THE state pension age may rise above life expectancy for men in more than 160 Scottish communities unless the system changes, MPs warn.
In a new report, the Commons Work and Pensions Committee says claimants would have to be 70.5 years old by 2060 if the current rate of annual increases is sustained.
This would exceed the average male life expectancy in more than 160 parts of Scotland and almost 30 in England.
Committee chairman Frank Field said the “triple lock” – which guarantees the state pension rises by average earnings, the consumer price index, or 2.5 per cent, whichever is the highest – must be scrapped to avoid people working to death.
He said: “With the triple lock in place, the only way state pension expenditure can be made sustainable is to keep raising the state pension age. This has the effect of excluding ever more people from the state pension altogether.”
He said those affected would be disproportionately from more deprived areas and manual occupations.
Research from the Institute for Fiscal Studies (IFS) found indexing pensions to a “smoothed” earnings link – protecting the value of the pension when inflation outstripped earnings – would save 0.8 per cent of GDP a year.
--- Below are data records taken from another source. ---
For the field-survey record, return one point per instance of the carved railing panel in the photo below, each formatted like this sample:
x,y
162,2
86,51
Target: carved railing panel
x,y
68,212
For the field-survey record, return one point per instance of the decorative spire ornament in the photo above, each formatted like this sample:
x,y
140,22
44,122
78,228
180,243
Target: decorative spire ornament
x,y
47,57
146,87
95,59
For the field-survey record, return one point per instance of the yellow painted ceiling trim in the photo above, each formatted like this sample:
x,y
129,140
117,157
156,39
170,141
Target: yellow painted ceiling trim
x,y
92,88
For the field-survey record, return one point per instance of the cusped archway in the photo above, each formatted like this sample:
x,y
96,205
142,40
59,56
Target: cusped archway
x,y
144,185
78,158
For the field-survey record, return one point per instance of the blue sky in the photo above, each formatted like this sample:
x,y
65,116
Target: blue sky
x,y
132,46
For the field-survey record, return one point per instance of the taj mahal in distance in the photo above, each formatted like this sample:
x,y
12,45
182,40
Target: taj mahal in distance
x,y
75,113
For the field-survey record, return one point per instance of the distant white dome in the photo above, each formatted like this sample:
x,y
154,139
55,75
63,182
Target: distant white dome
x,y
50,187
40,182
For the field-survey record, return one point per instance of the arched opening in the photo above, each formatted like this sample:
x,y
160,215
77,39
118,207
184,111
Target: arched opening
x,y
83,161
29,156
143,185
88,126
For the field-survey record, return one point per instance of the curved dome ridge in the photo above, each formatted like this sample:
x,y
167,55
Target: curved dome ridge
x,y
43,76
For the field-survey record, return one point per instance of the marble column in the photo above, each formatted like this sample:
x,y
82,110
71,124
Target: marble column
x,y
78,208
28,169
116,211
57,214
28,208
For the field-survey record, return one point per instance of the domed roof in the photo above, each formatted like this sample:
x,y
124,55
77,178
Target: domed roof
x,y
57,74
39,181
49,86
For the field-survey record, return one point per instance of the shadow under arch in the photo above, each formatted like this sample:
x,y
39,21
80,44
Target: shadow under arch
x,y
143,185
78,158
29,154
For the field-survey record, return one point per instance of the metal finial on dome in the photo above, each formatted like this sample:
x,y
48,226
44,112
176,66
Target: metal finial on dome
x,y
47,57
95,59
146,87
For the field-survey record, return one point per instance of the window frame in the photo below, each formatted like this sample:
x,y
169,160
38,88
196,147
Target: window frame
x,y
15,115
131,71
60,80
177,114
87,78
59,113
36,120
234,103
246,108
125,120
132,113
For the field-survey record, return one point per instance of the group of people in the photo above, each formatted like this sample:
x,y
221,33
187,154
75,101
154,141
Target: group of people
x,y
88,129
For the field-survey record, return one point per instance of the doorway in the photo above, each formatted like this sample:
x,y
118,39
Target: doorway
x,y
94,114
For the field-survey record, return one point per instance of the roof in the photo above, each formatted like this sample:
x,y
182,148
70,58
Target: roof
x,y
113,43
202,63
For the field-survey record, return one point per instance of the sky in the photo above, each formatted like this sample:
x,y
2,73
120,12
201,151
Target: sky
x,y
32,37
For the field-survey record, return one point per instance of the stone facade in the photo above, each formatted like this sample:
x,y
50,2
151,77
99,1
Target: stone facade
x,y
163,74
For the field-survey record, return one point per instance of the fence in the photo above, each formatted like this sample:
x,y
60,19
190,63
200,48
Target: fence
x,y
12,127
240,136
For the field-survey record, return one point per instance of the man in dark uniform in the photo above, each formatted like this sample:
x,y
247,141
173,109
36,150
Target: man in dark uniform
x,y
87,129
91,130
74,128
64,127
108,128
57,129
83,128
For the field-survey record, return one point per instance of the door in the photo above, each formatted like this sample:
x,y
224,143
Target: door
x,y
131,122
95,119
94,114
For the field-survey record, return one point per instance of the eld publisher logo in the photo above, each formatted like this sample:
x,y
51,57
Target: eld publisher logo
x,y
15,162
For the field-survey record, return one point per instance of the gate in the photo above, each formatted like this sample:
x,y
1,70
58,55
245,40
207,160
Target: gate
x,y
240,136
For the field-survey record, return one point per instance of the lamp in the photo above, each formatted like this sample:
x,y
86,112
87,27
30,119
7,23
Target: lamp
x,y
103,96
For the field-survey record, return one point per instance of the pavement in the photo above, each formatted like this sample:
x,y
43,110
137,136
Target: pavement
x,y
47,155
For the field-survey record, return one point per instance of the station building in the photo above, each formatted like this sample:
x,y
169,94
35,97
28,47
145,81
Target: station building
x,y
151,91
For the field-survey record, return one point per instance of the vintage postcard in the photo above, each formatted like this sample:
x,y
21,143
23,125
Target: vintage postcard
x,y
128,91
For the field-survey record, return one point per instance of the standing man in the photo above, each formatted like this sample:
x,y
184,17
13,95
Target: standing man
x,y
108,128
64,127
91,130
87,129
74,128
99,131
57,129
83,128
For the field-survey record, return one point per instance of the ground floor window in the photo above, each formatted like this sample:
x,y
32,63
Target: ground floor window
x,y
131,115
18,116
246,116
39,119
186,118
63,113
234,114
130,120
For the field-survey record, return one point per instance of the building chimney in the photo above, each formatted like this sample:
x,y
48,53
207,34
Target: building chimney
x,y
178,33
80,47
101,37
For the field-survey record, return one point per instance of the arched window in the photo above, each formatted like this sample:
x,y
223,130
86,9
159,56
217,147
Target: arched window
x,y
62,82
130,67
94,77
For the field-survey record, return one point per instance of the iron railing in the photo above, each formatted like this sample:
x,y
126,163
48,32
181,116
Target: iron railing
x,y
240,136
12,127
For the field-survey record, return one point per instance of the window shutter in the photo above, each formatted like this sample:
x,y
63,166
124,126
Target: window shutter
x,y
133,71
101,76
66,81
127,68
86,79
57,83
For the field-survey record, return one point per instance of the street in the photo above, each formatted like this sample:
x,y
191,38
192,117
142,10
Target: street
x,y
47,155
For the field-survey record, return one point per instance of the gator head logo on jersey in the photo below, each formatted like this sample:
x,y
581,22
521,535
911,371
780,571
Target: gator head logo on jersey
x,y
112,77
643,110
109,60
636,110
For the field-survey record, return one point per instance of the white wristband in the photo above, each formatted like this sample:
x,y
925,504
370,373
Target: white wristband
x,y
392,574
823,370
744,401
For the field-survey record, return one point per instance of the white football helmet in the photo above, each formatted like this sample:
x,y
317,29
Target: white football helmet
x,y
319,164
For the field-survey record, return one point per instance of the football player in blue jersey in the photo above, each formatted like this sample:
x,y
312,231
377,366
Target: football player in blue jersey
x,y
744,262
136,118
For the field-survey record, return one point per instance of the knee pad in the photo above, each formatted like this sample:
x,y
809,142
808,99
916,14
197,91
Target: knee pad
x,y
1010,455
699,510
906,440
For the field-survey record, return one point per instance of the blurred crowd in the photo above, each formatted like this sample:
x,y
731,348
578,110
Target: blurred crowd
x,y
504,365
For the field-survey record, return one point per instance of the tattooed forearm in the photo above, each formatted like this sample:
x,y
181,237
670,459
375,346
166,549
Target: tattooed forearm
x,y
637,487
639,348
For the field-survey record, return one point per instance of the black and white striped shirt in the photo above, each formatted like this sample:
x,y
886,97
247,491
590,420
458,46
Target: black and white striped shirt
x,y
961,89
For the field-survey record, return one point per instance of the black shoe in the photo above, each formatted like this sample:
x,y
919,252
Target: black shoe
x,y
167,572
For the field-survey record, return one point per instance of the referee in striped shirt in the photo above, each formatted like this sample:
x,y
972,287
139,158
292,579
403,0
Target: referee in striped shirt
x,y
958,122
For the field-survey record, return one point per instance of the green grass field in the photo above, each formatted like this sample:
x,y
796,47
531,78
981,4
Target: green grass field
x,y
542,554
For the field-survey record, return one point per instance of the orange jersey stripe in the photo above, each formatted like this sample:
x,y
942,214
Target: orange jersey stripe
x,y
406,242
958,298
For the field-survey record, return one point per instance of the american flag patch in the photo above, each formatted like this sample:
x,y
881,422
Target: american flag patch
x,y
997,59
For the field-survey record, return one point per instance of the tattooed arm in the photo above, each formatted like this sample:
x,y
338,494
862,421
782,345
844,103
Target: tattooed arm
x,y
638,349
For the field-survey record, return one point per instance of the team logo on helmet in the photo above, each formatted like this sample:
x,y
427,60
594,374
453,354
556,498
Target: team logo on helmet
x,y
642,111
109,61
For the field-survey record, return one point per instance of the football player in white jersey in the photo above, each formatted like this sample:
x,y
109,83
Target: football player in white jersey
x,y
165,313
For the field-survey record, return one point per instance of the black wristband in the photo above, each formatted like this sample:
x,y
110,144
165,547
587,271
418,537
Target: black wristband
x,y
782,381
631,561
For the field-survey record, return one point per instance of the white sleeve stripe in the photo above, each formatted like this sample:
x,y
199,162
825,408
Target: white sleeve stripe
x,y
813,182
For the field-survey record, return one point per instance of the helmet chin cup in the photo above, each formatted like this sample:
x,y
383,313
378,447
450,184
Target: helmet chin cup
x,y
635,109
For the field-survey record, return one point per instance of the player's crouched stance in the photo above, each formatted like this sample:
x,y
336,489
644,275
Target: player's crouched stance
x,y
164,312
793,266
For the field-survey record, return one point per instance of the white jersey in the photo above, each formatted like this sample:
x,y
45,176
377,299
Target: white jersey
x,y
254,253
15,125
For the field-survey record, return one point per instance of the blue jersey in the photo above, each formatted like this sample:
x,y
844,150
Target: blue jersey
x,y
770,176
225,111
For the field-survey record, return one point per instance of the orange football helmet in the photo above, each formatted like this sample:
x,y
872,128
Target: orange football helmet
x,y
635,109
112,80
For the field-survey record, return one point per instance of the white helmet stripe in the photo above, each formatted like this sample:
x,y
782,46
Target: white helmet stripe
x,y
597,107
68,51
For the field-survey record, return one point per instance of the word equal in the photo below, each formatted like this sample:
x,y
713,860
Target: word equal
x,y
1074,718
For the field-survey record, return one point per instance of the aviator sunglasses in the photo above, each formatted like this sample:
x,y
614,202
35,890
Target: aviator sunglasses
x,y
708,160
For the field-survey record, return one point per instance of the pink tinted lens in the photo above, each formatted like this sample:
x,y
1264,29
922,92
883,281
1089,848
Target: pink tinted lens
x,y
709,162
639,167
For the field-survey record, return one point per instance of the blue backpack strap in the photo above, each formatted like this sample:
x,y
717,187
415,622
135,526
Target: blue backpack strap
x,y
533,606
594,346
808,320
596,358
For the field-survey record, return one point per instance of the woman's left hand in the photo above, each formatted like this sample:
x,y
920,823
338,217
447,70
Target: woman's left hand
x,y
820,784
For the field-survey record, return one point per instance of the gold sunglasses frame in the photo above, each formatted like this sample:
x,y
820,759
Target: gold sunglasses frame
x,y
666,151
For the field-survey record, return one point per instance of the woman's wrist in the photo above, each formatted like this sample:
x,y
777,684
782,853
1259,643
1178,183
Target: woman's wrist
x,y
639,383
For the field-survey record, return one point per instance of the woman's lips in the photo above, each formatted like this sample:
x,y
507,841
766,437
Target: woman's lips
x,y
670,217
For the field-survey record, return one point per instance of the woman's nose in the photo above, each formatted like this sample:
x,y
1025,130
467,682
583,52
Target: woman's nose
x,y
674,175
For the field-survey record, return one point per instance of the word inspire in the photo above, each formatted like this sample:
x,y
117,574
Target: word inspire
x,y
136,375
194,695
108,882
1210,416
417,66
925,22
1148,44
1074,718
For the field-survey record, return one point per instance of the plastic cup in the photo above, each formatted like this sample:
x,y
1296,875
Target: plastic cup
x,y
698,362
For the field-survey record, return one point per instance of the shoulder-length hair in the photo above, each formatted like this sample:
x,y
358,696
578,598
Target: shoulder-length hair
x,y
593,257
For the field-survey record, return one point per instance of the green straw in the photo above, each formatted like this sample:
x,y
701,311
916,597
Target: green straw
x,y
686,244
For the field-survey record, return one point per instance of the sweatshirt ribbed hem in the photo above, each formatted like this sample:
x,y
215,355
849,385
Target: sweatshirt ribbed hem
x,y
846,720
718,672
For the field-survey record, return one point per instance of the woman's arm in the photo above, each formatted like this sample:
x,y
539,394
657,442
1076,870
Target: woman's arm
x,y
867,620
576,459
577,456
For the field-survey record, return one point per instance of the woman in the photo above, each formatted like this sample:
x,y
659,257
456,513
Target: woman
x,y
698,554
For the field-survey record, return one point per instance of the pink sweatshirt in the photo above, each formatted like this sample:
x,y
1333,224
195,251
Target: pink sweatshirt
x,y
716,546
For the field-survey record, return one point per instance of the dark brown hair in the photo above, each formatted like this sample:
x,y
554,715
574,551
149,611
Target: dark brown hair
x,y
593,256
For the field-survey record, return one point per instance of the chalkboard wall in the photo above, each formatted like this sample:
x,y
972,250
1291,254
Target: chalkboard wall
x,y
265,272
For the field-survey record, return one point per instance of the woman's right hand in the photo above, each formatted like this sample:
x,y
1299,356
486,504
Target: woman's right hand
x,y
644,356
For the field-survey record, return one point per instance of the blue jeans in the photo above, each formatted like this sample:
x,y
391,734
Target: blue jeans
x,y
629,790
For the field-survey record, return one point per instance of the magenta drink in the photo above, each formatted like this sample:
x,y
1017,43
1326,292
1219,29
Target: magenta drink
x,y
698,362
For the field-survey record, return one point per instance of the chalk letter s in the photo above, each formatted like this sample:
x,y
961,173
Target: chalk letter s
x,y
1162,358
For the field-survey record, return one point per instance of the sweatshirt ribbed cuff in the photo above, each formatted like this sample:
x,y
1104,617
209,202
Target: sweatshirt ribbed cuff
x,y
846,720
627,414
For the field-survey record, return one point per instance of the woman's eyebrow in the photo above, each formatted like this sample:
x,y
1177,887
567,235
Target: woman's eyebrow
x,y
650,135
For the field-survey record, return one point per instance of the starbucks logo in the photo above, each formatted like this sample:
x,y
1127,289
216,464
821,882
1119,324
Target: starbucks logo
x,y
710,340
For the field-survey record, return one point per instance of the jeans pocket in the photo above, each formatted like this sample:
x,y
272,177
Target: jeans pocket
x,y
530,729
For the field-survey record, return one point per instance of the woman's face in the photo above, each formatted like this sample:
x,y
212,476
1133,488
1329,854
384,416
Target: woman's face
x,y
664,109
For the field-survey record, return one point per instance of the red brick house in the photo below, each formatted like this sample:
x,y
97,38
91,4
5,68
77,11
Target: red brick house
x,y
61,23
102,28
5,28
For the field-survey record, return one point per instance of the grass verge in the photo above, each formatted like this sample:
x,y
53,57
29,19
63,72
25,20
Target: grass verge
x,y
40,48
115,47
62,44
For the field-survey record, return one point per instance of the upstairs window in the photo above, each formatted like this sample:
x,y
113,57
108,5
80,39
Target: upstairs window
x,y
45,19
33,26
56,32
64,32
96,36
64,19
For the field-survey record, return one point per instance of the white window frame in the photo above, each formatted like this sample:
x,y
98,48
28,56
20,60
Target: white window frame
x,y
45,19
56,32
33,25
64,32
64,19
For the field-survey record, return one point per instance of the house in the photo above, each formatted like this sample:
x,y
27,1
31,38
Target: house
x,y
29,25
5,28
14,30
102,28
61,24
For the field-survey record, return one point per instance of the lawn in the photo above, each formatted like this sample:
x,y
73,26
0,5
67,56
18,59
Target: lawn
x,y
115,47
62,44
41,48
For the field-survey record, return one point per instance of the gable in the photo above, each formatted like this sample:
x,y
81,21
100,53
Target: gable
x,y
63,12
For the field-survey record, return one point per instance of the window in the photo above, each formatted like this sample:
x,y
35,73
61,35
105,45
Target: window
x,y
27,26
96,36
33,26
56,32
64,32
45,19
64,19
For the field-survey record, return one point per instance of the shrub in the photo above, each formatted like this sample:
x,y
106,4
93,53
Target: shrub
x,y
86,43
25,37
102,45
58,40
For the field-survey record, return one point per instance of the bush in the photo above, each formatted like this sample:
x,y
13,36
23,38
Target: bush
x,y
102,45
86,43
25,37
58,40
That would amount to a real-terms reduction of £15 billion at today’s prices, the equivalent to 4p on the basic rate of income tax.
In contrast, the IFS said maintaining the current system would require the state pension age to rise to 70.5 by 2060.
This would mean men in 60 neighbourhoods in Glasgow alone would die before receiving their pensions, including those in Parkhead West and Barrowfield, where life expectancy is 62.5.
Male life expectancy in the Westminster area of London is 92.9.
Chancellor Philip Hammond has indicated that, while the UK Government will keep the triple lock for the rest of this parliament, it will review its future after 2020.